The interface is the mediation of the user's task (Ut) and the system's (S) Core function. The user enters input (I) into the interface to complete a task (output-O).
User experience, the individual's ability to use that interface will be related to his personal characteristics. By this, we mean age, we mean education level, comfort with technology, physical constraints. At the group level, adoption of a system may have to do with how that individual characteristic affects other users. If there is an early adopter for example, then perhaps he might influence others to try the new system. This may even be related to the emotional aspects of computing. For example, I've heard a number of elders say that they text because that's the way that they can communicate with their grandchildren.

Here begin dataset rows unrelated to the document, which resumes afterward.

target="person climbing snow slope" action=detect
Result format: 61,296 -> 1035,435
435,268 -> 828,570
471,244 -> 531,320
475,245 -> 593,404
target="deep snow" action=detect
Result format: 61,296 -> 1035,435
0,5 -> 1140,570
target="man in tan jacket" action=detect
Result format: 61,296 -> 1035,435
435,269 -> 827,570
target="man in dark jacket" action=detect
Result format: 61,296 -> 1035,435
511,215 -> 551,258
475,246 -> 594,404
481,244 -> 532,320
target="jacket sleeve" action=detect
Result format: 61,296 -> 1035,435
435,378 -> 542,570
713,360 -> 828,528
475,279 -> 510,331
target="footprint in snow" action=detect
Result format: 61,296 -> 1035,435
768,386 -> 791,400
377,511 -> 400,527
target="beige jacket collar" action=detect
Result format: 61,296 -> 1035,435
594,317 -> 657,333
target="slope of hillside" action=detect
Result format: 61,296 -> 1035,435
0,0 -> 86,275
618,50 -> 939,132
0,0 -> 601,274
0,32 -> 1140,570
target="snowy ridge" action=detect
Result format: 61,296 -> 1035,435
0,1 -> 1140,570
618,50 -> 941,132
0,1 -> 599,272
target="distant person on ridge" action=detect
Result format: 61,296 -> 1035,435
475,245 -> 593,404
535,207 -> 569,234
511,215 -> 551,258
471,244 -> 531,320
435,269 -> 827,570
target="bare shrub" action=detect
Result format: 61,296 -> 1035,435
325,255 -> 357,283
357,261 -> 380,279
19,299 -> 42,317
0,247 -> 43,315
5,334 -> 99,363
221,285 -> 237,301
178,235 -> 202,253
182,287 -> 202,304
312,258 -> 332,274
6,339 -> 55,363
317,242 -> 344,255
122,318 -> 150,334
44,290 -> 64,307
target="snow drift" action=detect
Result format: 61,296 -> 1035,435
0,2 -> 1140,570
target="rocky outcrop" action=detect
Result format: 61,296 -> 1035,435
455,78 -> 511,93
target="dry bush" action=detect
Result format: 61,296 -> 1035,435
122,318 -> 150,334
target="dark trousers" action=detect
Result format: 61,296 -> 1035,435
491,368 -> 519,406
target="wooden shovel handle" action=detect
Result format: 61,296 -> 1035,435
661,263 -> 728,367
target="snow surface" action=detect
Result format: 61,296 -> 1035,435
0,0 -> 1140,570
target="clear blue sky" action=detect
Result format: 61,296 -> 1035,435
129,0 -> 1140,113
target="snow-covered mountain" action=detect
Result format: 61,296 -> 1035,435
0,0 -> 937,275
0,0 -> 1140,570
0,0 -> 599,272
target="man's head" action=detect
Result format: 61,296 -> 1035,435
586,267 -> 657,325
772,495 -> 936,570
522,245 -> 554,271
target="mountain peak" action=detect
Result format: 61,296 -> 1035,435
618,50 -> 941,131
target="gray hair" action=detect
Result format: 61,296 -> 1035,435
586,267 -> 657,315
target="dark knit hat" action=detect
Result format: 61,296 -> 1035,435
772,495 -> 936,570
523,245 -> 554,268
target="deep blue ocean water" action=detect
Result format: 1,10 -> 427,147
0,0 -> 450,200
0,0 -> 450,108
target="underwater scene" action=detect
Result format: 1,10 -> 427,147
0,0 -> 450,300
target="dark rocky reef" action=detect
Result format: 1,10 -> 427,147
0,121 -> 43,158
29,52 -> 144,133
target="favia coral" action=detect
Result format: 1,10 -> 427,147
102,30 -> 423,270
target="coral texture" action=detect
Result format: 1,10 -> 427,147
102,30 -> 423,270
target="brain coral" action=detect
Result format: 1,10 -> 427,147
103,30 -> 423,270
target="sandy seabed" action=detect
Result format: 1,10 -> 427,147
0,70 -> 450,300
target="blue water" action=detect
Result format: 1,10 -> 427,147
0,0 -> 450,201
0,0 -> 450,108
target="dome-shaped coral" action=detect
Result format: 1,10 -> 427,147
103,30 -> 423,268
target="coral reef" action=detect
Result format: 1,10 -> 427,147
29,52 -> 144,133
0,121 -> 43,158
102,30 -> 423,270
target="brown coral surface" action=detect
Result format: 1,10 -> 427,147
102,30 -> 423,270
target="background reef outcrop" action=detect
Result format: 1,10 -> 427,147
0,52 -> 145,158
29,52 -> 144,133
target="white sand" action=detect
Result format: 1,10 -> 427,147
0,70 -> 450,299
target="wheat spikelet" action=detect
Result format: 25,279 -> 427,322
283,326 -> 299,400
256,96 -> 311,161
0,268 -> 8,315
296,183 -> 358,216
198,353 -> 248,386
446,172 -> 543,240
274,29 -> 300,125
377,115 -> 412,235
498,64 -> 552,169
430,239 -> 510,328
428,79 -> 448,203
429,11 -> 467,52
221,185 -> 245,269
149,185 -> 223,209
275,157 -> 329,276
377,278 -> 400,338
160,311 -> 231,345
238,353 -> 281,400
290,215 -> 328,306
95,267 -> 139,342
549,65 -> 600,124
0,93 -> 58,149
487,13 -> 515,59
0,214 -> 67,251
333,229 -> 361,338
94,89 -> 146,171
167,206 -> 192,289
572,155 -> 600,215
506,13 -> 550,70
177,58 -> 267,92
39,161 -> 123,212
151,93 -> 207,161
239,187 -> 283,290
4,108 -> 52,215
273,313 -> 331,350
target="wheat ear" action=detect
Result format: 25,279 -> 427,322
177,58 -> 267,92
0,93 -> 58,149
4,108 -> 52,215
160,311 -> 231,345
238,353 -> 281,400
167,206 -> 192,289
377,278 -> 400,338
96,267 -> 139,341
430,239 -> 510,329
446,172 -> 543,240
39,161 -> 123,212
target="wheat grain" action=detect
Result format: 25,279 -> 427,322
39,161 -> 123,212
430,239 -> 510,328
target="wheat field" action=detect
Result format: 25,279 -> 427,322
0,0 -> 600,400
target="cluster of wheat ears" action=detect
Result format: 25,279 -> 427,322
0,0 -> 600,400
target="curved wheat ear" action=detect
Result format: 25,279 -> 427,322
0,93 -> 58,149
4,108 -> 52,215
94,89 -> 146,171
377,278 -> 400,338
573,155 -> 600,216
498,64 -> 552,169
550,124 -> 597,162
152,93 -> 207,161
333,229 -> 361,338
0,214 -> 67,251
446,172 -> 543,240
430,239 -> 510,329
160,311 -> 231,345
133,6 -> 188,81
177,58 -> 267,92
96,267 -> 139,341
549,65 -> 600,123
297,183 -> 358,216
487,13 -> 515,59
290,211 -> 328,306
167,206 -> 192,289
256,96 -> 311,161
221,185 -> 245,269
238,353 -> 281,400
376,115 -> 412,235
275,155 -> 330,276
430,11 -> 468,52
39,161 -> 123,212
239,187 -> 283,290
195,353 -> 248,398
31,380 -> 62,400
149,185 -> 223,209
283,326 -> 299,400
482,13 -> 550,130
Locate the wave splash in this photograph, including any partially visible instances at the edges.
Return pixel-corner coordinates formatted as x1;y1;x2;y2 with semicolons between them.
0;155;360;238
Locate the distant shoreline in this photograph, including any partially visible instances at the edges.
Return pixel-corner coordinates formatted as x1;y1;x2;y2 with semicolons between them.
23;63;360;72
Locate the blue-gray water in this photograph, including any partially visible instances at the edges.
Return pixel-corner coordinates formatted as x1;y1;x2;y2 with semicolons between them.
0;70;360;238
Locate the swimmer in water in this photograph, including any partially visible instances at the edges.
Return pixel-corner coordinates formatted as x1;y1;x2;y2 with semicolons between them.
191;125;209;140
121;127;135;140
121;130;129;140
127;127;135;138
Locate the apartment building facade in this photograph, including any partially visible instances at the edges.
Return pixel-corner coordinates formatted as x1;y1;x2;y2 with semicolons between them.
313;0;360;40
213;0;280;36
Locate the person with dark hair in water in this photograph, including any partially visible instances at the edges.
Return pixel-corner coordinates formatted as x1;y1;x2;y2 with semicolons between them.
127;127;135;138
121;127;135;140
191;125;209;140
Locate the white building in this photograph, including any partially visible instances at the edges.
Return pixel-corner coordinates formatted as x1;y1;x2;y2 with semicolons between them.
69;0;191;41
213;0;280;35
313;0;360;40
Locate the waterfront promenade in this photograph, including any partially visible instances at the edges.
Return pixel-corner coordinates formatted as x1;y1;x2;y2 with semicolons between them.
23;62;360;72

The goal of User Experience Design
- Design interfaces that are useful and usable
- Useful: allows a user to complete a task
- System actually produces the desired outcome
- Usable: refers to the effectiveness, efficiency, and satisfaction with which users can achieve tasks when using an interface
- Input is easy to understand
-Output can actually complete the task
User Interface Design Cycle
- In this phase, the designer aims to understand how users are currently completing tasks
- In this phase designers are able to develop novel interfaces to successfully complete the tasks because the designers have sound requirements for the system.
- In the third phase, the designer takes the best designs from phase two and actually builds models or prototypes that the user will be able to engage with. These models meet the core aspects of the task.
In the fourth phase, we take one of the designs from phase three and we actually test the system's usability and usefulness with either users or experts who can provide us with feedback about how to improve the system.